There was ZERO consensus right up until germany's ally bombed our obsolete navy, in a semi-colonial anchorage, and pissed off most of the American public.
Oh, and it took half of a year before we were even able to assume command of the AVG, there were no troops standing ready to invade anything, we'd have taken months to provide support to the Brits in any event..."before Hitler could blink..." does not even equate.
Of course behind the scenes we were providing lend-lease support (practically illegal in constitutional terms) to Russia and England. We were interdicting Japanese shipping, which was in a very real sense an act of war. Plenty of Americans understood what was coming and what we'd have to do about it. Much as has been the case today, the isolationists and pacifists were slow learners.

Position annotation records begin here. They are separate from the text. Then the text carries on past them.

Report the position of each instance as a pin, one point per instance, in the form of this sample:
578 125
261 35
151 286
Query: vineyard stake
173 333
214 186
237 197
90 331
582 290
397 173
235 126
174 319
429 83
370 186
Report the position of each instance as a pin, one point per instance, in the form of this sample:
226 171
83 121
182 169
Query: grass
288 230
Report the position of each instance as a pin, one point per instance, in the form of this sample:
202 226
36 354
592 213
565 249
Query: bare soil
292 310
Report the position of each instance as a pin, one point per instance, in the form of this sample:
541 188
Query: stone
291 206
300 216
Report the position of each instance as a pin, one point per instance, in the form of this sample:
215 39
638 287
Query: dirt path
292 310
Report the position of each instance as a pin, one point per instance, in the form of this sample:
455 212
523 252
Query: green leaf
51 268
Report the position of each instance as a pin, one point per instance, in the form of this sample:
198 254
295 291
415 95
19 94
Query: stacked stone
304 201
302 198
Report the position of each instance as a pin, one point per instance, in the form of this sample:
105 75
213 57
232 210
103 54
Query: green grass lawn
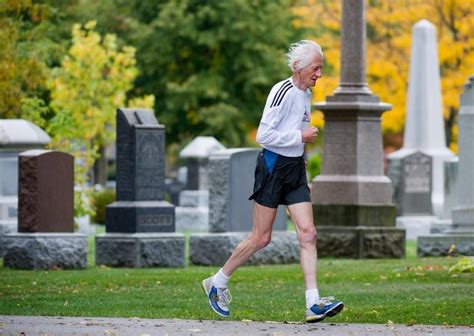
410 291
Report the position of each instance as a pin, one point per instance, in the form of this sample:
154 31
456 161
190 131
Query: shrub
100 200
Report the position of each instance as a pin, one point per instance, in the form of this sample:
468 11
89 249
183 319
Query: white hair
301 54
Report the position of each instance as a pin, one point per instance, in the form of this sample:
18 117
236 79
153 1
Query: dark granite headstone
414 196
140 205
46 192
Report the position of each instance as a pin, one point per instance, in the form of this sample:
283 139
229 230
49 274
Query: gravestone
351 197
140 224
231 178
413 194
460 237
45 215
193 212
231 184
424 124
16 136
444 222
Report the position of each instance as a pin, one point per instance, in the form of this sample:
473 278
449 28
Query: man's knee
307 234
262 241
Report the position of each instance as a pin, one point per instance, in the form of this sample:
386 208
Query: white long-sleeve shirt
287 112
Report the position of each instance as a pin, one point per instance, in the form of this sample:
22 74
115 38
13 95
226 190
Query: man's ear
295 65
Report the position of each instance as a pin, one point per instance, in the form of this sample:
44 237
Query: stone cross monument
460 238
352 198
424 125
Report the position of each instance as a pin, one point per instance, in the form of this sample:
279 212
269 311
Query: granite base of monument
37 251
5 228
361 242
8 217
354 215
190 219
140 250
140 216
440 225
415 225
437 245
194 198
213 249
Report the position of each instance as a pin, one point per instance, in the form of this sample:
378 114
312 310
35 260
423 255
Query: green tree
28 47
211 64
88 87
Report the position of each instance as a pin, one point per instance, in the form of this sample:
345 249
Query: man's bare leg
302 216
260 237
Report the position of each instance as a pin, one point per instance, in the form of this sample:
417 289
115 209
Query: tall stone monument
461 236
413 183
140 224
424 124
16 136
192 215
351 198
231 178
46 237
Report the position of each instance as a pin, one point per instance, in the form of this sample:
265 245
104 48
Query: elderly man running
280 178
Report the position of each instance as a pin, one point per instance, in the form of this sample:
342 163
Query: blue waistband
270 159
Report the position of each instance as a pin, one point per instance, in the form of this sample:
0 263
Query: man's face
310 74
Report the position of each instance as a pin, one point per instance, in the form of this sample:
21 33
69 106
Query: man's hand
309 135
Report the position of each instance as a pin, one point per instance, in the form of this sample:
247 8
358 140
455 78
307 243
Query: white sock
312 297
220 280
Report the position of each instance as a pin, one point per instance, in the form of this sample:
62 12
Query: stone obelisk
424 124
460 238
352 198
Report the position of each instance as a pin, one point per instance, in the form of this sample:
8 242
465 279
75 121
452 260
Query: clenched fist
309 135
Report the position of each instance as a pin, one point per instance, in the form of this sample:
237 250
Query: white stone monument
16 136
460 238
192 214
424 124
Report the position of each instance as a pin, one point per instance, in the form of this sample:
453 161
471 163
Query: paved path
42 325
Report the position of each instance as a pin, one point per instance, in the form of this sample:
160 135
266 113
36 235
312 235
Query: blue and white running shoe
327 307
218 298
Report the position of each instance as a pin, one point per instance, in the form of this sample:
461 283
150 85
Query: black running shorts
280 180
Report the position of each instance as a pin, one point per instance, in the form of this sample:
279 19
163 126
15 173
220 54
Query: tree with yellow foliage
389 25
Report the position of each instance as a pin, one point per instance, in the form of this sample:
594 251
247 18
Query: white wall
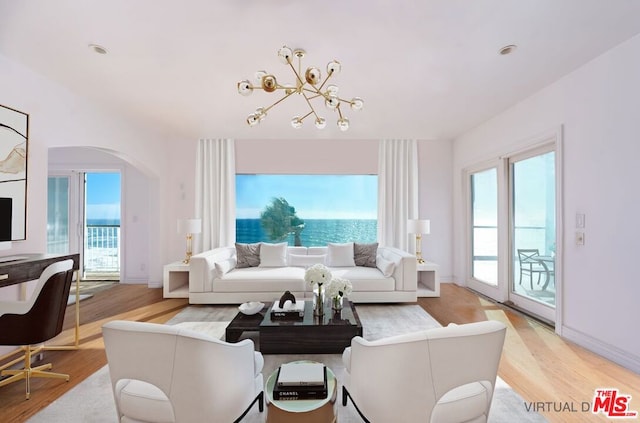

You say that as if it was fact, it's all a matter of speculation. In my opinion if Britain had been invaded the US would have significantly stepped up it's presence in the North Atlantic, perhaps sending large numbers of troops to either Iceland or Ireland or both. I'm not debating the pacifist movement existed in the US, only that the Roosevelt administration, for all its faults clearly understood the dangers of Hitler and fascism and would have taken appropriate steps to deal with it.